Staff training and rostering reminders
The bot extracts HR data and uses it to remind staff to complete their training and for managers to complete their rotas prior to the next shift cycle. The bot sends about 100 reminder emails every month to staff who are nearing the expiry of their Mandatory and Statutory Training. This again frees up HR staff time to focus on other areas of personnel support and management.
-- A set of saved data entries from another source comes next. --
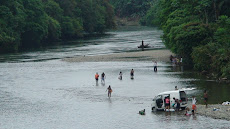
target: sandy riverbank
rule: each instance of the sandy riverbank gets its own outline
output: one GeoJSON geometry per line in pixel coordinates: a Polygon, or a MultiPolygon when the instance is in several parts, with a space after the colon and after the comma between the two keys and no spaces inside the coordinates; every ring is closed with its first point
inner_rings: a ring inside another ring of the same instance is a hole
{"type": "Polygon", "coordinates": [[[197,105],[197,114],[212,117],[214,119],[224,119],[230,121],[230,106],[223,106],[221,104],[208,105],[197,105]],[[217,109],[213,111],[213,109],[217,109]]]}
{"type": "Polygon", "coordinates": [[[125,52],[108,55],[97,56],[77,56],[73,58],[65,58],[67,62],[109,62],[109,61],[163,61],[168,62],[170,55],[169,50],[150,50],[140,52],[125,52]]]}

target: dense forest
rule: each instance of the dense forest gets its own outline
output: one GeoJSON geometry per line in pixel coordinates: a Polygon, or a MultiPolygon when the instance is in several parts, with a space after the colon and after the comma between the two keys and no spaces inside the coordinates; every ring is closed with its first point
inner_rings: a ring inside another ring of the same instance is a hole
{"type": "Polygon", "coordinates": [[[230,79],[229,7],[229,0],[155,0],[141,22],[159,26],[165,45],[196,70],[230,79]]]}
{"type": "Polygon", "coordinates": [[[104,33],[113,10],[108,0],[1,0],[0,53],[104,33]]]}
{"type": "Polygon", "coordinates": [[[1,0],[0,53],[102,34],[116,26],[116,15],[158,26],[185,63],[229,79],[229,7],[230,0],[1,0]]]}
{"type": "Polygon", "coordinates": [[[142,18],[154,0],[110,0],[117,17],[142,18]]]}

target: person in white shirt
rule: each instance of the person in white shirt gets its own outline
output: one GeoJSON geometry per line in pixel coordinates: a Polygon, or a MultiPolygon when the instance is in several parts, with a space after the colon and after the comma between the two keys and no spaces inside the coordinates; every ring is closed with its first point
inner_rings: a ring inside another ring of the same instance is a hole
{"type": "Polygon", "coordinates": [[[122,80],[122,72],[119,73],[118,79],[122,80]]]}
{"type": "Polygon", "coordinates": [[[195,111],[196,111],[196,98],[195,96],[192,96],[192,114],[194,115],[195,114],[195,111]]]}
{"type": "Polygon", "coordinates": [[[183,58],[182,57],[180,57],[180,64],[182,65],[182,62],[183,62],[183,58]]]}

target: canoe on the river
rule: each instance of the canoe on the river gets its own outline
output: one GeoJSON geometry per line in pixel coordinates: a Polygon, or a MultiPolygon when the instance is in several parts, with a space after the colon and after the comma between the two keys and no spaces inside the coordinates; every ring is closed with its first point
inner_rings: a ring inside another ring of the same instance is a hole
{"type": "MultiPolygon", "coordinates": [[[[142,45],[137,46],[138,48],[142,48],[142,45]]],[[[144,45],[144,48],[150,48],[149,44],[144,45]]]]}

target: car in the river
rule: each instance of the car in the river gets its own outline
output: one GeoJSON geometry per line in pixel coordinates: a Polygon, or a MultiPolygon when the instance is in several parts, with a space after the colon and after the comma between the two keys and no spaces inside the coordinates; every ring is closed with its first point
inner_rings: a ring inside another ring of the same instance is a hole
{"type": "Polygon", "coordinates": [[[170,97],[170,108],[172,109],[175,108],[173,107],[173,104],[175,103],[175,100],[173,98],[180,101],[180,107],[182,110],[184,110],[188,106],[187,94],[185,93],[185,91],[173,90],[162,92],[155,96],[151,104],[152,111],[164,110],[166,97],[170,97]]]}

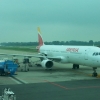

In HR bots can also be used for new starter and leaver processes. Most businesses have multiple systems they need employees to interact with throughout their employment. RPA can be used to take details from one form that a new or departing employee can complete and then enter the details of that employee into all the systems they are, or were, required to access.
Closing old POs
The bot worked its way through 35,000 aged purchase orders that would have otherwise required manual review and intervention to close. The bot completed this process in just six weeks; closing more than 34 purchase orders per hour, 24 hours per day, seven days per week. Not only did the finance team benefit from not having to complete such a manual, repetitive task but the bot ensured that this process was carried out error-free. The likelihood of human error in processing 35,000 items is very high.
Carol Glover is head of communications at KFM, a subsidiary of King’s College Hospital NHS Foundation Trust.